PFAS dans l'eau : la décontamination pourrait coûter jusqu'à 5, 7 milliards d'euros
Les eaux destinées à la consommation humaine ( EDCH ) sont largement contaminées par différents polluants. En 2024, un peu plus de 29 % de la population française a été exposée, via son eau de consommation courante, à la présence de pesticides ou de composés per- et polyfluoroalkylés ( PFAS ) et autres polluants chimiques d'origine humaine, à des niveaux de concentration dépassant les limites de qualité européennes.
Les PFAS (substances per- et polyfluoroalkylées) sont une famille de plus de 4 700 composés chimiques synthétiques utilisés depuis les années 1950 pour leurs propriétés antiadhésives, imperméables et résistantes à la chaleur. On les retrouve dans de nombreux produits du quotidien comme les poêles antiadhésives, les textiles imperméables, les emballages alimentaires ou encore les mousses anti-incendie. Leur particularité réside dans leur grande stabilité chimique, ce qui les rend extrêmement persistants dans l’environnement : on les surnomme d’ailleurs les « polluants éternels ». Leur accumulation dans les sols et les eaux, même à faible dose, pose un problème majeur de santé publique, car certains PFAS sont suspectés d’être cancérigènes, toxiques pour le foie ou perturbateurs endocriniens.
En France, la contamination des eaux par les PFAS est un enjeu reconnu depuis plusieurs années. Une étude récente, menée par l’Agence nationale de sécurité sanitaire de l’alimentation, de l’environnement et du travail (ANSES), a révélé la présence de ces substances dans plus de 1 300 points de captage d’eau potable répartis sur l’ensemble du territoire. Les régions les plus touchées incluent l’Île-de-France, la Nouvelle-Aquitaine et Auvergne-Rhône-Alpes. Les concentrations mesurées dépassent parfois les seuils recommandés par les autorités sanitaires, notamment dans des zones industrielles ou à proximité d’anciens sites de production ou d’utilisation de PFAS. Cette pollution soulève des questions sur la qualité de l’eau du robinet et les risques pour la santé des populations exposées.

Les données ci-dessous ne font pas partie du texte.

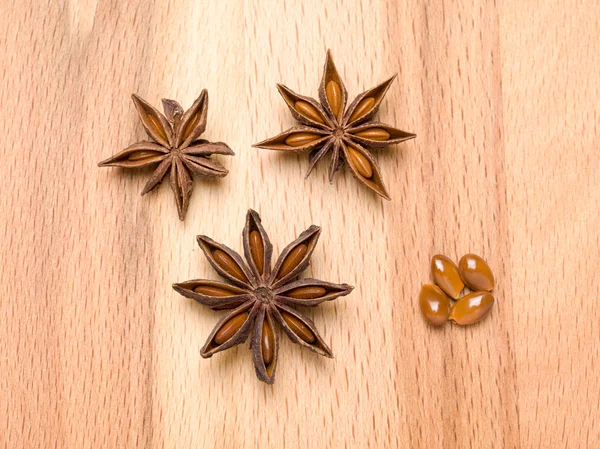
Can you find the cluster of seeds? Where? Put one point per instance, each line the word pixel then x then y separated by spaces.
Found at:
pixel 472 278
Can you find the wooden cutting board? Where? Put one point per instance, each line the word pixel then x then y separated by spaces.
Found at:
pixel 98 351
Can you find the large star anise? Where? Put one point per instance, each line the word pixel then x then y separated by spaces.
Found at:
pixel 259 296
pixel 175 148
pixel 328 126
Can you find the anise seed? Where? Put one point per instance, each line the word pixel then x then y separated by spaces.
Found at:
pixel 229 329
pixel 189 128
pixel 308 110
pixel 157 126
pixel 257 249
pixel 362 108
pixel 476 273
pixel 144 154
pixel 300 139
pixel 374 134
pixel 445 274
pixel 292 260
pixel 210 290
pixel 471 308
pixel 226 262
pixel 298 327
pixel 360 163
pixel 334 96
pixel 308 292
pixel 268 343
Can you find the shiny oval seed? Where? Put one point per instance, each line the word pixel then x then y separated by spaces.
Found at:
pixel 359 162
pixel 292 260
pixel 435 304
pixel 445 274
pixel 257 249
pixel 189 128
pixel 298 327
pixel 300 139
pixel 157 125
pixel 229 329
pixel 210 290
pixel 144 154
pixel 476 273
pixel 268 343
pixel 308 110
pixel 334 96
pixel 471 308
pixel 379 134
pixel 308 292
pixel 226 262
pixel 362 108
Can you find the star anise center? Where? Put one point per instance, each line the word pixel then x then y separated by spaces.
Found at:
pixel 338 132
pixel 264 295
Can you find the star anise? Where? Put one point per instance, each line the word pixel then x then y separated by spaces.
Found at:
pixel 258 296
pixel 327 126
pixel 176 148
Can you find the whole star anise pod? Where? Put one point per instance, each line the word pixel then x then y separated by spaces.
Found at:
pixel 258 296
pixel 176 148
pixel 328 126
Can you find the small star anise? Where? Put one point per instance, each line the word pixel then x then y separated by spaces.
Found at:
pixel 175 148
pixel 349 135
pixel 259 296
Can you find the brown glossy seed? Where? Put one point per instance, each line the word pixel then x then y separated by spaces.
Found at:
pixel 189 128
pixel 292 260
pixel 476 273
pixel 144 154
pixel 445 274
pixel 359 162
pixel 226 262
pixel 300 139
pixel 229 329
pixel 211 290
pixel 268 343
pixel 298 327
pixel 435 304
pixel 471 308
pixel 362 108
pixel 157 126
pixel 257 249
pixel 308 292
pixel 334 96
pixel 308 110
pixel 374 134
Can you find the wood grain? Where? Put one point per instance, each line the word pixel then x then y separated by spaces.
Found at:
pixel 97 350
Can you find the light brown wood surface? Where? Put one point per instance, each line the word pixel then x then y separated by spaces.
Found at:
pixel 98 351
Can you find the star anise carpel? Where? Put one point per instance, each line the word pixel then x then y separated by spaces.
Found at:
pixel 327 126
pixel 175 148
pixel 258 296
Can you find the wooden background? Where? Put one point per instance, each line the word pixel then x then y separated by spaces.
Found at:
pixel 98 351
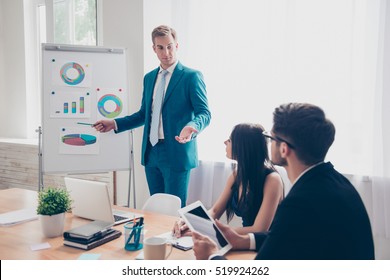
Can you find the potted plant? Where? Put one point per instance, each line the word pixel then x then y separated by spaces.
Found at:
pixel 52 205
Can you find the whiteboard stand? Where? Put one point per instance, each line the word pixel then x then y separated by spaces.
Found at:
pixel 131 173
pixel 40 174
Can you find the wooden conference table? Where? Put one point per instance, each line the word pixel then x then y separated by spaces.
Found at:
pixel 16 240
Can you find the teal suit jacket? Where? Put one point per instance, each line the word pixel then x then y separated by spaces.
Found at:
pixel 185 103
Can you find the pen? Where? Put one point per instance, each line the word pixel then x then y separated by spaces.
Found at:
pixel 91 124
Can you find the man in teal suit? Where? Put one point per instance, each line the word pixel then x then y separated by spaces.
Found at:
pixel 168 156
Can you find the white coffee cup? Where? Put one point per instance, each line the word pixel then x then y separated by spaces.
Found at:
pixel 155 248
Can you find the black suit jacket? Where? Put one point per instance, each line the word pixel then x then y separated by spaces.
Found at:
pixel 322 217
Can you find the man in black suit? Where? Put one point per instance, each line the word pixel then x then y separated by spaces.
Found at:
pixel 323 216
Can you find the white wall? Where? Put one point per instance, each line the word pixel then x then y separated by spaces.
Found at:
pixel 123 27
pixel 13 90
pixel 2 66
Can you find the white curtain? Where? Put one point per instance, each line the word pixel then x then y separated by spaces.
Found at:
pixel 257 54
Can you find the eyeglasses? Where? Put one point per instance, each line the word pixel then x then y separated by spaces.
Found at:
pixel 277 139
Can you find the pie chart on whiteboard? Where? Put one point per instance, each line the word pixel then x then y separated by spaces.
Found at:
pixel 78 139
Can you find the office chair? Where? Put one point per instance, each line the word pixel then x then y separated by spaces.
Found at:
pixel 163 203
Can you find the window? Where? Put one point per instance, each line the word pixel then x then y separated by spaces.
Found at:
pixel 75 22
pixel 256 55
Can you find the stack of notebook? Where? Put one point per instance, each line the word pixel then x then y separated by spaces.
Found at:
pixel 90 235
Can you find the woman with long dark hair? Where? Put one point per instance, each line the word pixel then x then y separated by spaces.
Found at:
pixel 254 190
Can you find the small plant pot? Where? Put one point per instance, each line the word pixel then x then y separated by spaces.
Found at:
pixel 52 226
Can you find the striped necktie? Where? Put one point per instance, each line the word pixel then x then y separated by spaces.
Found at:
pixel 156 113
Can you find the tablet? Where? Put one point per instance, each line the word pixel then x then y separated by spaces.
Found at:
pixel 197 218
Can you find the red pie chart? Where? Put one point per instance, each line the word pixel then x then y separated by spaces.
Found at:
pixel 78 139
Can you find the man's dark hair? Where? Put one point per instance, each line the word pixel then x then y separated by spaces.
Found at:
pixel 305 127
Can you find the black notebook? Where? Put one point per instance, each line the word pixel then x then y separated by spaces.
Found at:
pixel 88 231
pixel 108 237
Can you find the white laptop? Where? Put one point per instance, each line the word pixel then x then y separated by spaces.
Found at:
pixel 91 200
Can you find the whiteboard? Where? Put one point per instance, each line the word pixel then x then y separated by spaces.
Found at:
pixel 80 86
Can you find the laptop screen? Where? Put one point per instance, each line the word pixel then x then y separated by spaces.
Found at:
pixel 91 200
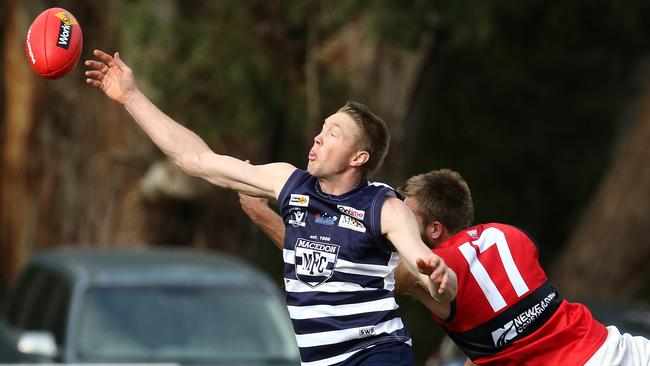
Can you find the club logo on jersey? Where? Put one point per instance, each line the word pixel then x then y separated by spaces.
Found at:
pixel 352 224
pixel 65 29
pixel 299 200
pixel 324 219
pixel 351 211
pixel 518 325
pixel 315 261
pixel 297 217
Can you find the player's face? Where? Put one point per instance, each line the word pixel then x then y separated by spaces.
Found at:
pixel 413 206
pixel 334 146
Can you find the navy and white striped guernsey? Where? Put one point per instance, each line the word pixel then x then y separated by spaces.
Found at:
pixel 338 270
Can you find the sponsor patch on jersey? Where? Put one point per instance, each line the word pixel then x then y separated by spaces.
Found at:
pixel 300 200
pixel 315 261
pixel 297 217
pixel 502 336
pixel 324 218
pixel 351 211
pixel 352 224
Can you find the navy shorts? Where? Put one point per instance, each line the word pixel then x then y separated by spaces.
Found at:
pixel 389 354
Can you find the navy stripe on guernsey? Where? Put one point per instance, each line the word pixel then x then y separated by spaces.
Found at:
pixel 339 270
pixel 331 323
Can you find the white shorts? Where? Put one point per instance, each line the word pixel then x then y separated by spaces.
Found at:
pixel 621 350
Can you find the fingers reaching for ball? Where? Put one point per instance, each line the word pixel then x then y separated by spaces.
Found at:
pixel 111 75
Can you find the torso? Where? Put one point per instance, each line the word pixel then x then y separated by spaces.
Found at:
pixel 506 312
pixel 338 270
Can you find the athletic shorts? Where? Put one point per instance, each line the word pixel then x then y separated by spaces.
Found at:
pixel 621 350
pixel 389 354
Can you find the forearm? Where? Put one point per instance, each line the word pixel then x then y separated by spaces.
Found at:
pixel 176 141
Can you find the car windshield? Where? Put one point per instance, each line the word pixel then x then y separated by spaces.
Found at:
pixel 184 324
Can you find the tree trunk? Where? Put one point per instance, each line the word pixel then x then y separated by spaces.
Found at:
pixel 608 253
pixel 70 161
pixel 388 79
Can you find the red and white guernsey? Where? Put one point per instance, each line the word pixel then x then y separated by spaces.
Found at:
pixel 506 312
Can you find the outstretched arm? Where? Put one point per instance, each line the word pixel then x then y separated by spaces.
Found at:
pixel 112 76
pixel 400 227
pixel 258 210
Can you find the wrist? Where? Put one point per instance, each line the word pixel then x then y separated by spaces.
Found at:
pixel 130 97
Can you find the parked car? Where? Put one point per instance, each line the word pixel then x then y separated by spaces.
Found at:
pixel 90 305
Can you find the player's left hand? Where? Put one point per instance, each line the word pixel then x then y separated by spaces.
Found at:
pixel 435 268
pixel 111 75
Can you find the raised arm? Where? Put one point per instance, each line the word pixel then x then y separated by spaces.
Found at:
pixel 112 76
pixel 400 227
pixel 258 210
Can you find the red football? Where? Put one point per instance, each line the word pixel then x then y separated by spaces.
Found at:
pixel 54 43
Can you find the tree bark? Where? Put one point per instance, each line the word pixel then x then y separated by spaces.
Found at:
pixel 388 79
pixel 607 255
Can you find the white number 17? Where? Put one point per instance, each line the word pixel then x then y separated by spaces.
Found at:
pixel 489 237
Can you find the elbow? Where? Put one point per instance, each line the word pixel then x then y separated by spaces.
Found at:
pixel 190 164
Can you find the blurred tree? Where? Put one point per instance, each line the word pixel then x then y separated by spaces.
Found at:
pixel 610 246
pixel 63 178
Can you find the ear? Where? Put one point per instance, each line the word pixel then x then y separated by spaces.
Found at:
pixel 437 231
pixel 360 158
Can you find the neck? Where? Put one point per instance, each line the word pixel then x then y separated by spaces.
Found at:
pixel 339 184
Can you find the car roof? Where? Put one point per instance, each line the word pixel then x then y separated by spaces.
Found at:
pixel 150 266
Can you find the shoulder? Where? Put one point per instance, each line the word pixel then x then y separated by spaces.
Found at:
pixel 394 214
pixel 393 205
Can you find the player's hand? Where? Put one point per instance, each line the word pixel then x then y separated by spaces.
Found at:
pixel 110 75
pixel 439 274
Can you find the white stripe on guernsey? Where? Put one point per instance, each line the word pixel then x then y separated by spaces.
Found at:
pixel 289 256
pixel 331 360
pixel 331 287
pixel 338 336
pixel 389 281
pixel 322 311
pixel 376 270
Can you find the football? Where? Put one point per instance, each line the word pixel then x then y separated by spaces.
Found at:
pixel 54 42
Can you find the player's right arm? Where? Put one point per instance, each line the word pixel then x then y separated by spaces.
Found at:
pixel 112 76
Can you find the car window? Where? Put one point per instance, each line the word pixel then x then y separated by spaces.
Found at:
pixel 49 304
pixel 21 299
pixel 183 323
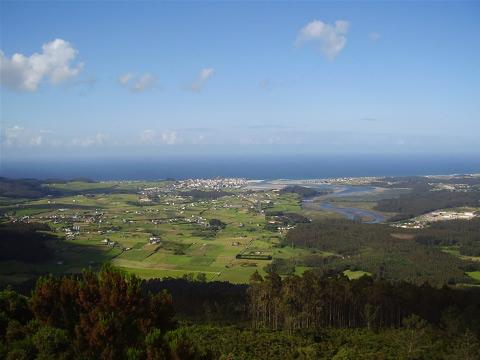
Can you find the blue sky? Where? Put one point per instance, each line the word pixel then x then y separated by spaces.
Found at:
pixel 233 77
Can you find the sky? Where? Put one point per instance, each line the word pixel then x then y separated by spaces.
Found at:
pixel 150 78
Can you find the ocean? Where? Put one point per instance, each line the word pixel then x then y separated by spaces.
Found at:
pixel 252 167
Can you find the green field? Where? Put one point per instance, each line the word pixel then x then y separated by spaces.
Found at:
pixel 115 225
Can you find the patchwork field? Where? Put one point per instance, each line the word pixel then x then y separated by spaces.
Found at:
pixel 160 234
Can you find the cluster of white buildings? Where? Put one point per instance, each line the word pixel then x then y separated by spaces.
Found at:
pixel 210 184
pixel 434 216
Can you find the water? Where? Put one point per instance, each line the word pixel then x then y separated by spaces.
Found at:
pixel 351 213
pixel 249 166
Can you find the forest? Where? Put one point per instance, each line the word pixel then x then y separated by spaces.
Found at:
pixel 389 254
pixel 111 315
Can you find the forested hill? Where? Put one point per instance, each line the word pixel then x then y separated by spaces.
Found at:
pixel 317 316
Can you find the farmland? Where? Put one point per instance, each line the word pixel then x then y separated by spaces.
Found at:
pixel 226 229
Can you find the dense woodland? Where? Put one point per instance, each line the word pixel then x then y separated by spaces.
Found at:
pixel 113 316
pixel 387 253
pixel 25 242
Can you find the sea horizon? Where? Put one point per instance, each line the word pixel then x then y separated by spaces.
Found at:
pixel 265 167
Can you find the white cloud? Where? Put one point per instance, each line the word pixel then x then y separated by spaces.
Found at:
pixel 374 36
pixel 167 137
pixel 330 38
pixel 138 83
pixel 18 136
pixel 125 78
pixel 97 139
pixel 25 73
pixel 145 82
pixel 202 78
pixel 148 136
pixel 36 140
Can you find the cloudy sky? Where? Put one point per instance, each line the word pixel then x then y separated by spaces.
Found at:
pixel 117 78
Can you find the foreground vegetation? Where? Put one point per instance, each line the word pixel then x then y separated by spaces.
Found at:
pixel 111 315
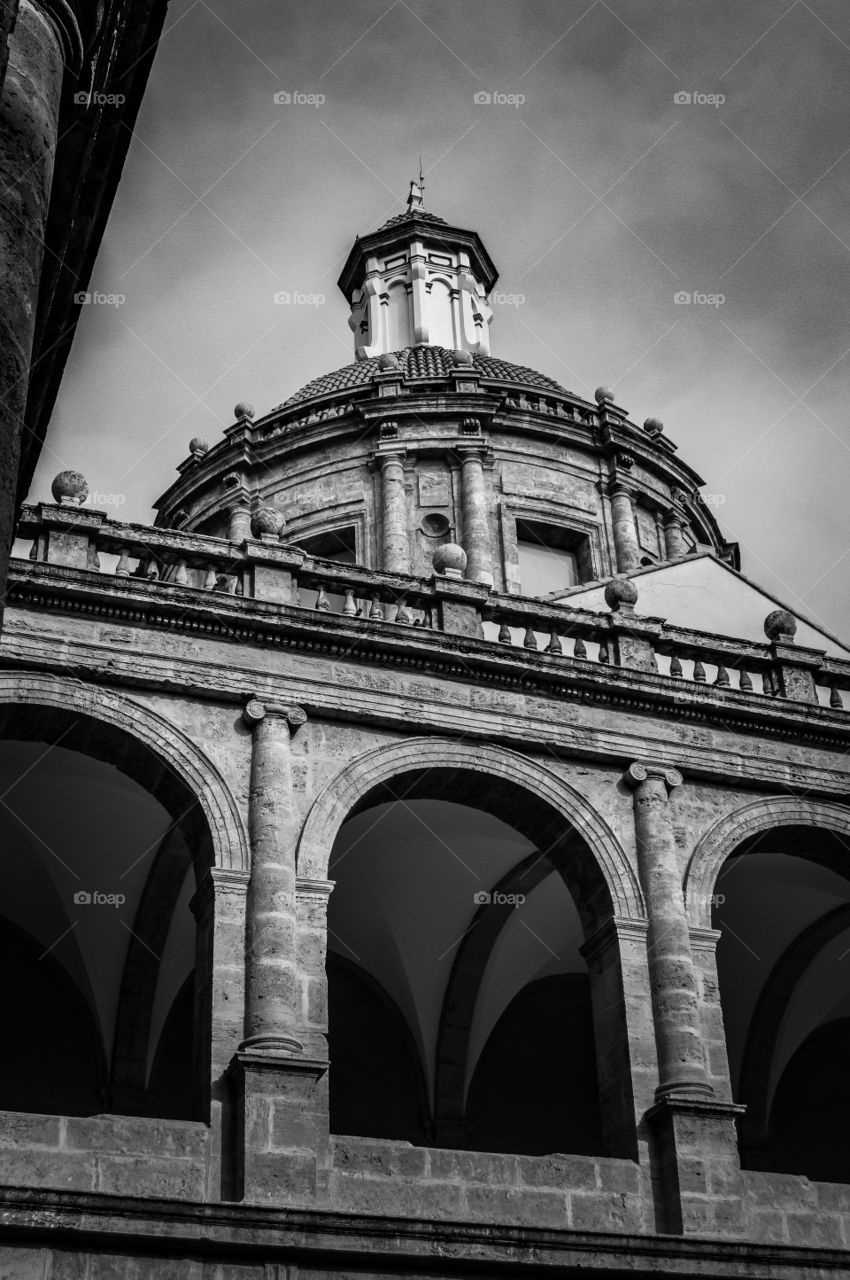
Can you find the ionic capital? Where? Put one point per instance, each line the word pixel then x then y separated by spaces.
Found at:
pixel 636 773
pixel 255 712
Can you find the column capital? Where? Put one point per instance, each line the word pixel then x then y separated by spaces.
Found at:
pixel 639 772
pixel 255 712
pixel 474 448
pixel 621 484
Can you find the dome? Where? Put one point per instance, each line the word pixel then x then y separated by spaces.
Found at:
pixel 423 362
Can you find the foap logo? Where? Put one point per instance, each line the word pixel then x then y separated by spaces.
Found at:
pixel 484 899
pixel 297 99
pixel 287 298
pixel 94 298
pixel 698 300
pixel 711 899
pixel 96 99
pixel 106 499
pixel 94 897
pixel 507 300
pixel 695 99
pixel 496 97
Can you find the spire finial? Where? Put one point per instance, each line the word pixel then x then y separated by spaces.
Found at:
pixel 416 199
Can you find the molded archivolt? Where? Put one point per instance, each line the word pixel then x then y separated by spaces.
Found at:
pixel 342 795
pixel 800 822
pixel 71 703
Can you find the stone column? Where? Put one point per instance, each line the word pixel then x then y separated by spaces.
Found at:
pixel 44 42
pixel 675 544
pixel 238 524
pixel 626 549
pixel 396 552
pixel 476 525
pixel 694 1148
pixel 270 967
pixel 681 1064
pixel 219 1010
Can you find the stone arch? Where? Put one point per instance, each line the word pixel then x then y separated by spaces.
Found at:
pixel 766 1025
pixel 353 784
pixel 818 828
pixel 182 767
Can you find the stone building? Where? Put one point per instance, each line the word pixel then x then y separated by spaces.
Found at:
pixel 424 850
pixel 72 78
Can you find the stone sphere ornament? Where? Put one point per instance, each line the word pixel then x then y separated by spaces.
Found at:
pixel 621 592
pixel 449 560
pixel 780 625
pixel 266 522
pixel 69 488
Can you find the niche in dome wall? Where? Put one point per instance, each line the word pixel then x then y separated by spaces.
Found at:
pixel 551 557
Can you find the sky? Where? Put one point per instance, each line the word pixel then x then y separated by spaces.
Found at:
pixel 612 154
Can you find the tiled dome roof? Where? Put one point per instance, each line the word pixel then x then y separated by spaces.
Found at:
pixel 425 362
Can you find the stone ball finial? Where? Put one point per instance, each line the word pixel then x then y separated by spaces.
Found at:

Selon une estimation publiée par le ministère de la Transition écologique, la dépollution des eaux contaminées par les PFAS en France pourrait coûter entre 2,3 et 5,7 milliards d’euros. Ce montant inclut les travaux de traitement des sols, la filtration de l’eau et la sécurisation des réseaux de distribution. À titre de comparaison, ce budget représente environ 0,1 % du PIB français ou l’équivalent des dépenses annuelles de l’État pour la rénovation thermique des logements. Les collectivités locales et les entreprises polluantes seraient les principales contributrices à ces coûts, mais leur répartition exacte reste à définir. Ce chiffre illustre l’ampleur des investissements nécessaires pour restaurer la qualité de l’eau et protéger les populations.
Face à cette situation, l’État et les acteurs locaux tentent d’identifier les responsables de la pollution et de mettre en place des solutions. En 2023, le gouvernement a annoncé un plan d’action national pour réduire les émissions de PFAS, incluant des mesures de surveillance renforcée et des sanctions contre les entreprises polluantes. Cependant, les associations environnementales, comme Générations Futures, critiquent le manque de moyens alloués et la lenteur des procédures. Par ailleurs, des collectivités locales, comme celle de Rambouillet, ont déjà engagé des travaux de dépollution, mais ces initiatives restent limitées face à l’ampleur du problème. La question des responsabilités juridiques et financières divise encore les parties prenantes.
L’exposition aux PFAS, même à faible dose, est associée à plusieurs risques sanitaires documentés par des études scientifiques. Ces substances s’accumulent dans le corps humain, notamment dans le sang, et peuvent provoquer des effets à long terme. Les autorités sanitaires, comme l’ANSES, recommandent de limiter l’exposition, en particulier pour les populations vulnérables comme les femmes enceintes et les jeunes enfants. Les risques incluent des perturbations du système hormonal, des cancers (notamment du rein et des testicules), ainsi que des effets sur le système immunitaire. En France, des cas de contamination ont déjà été observés dans des zones industrielles, mais les données épidémiologiques restent incomplètes pour évaluer l’impact global.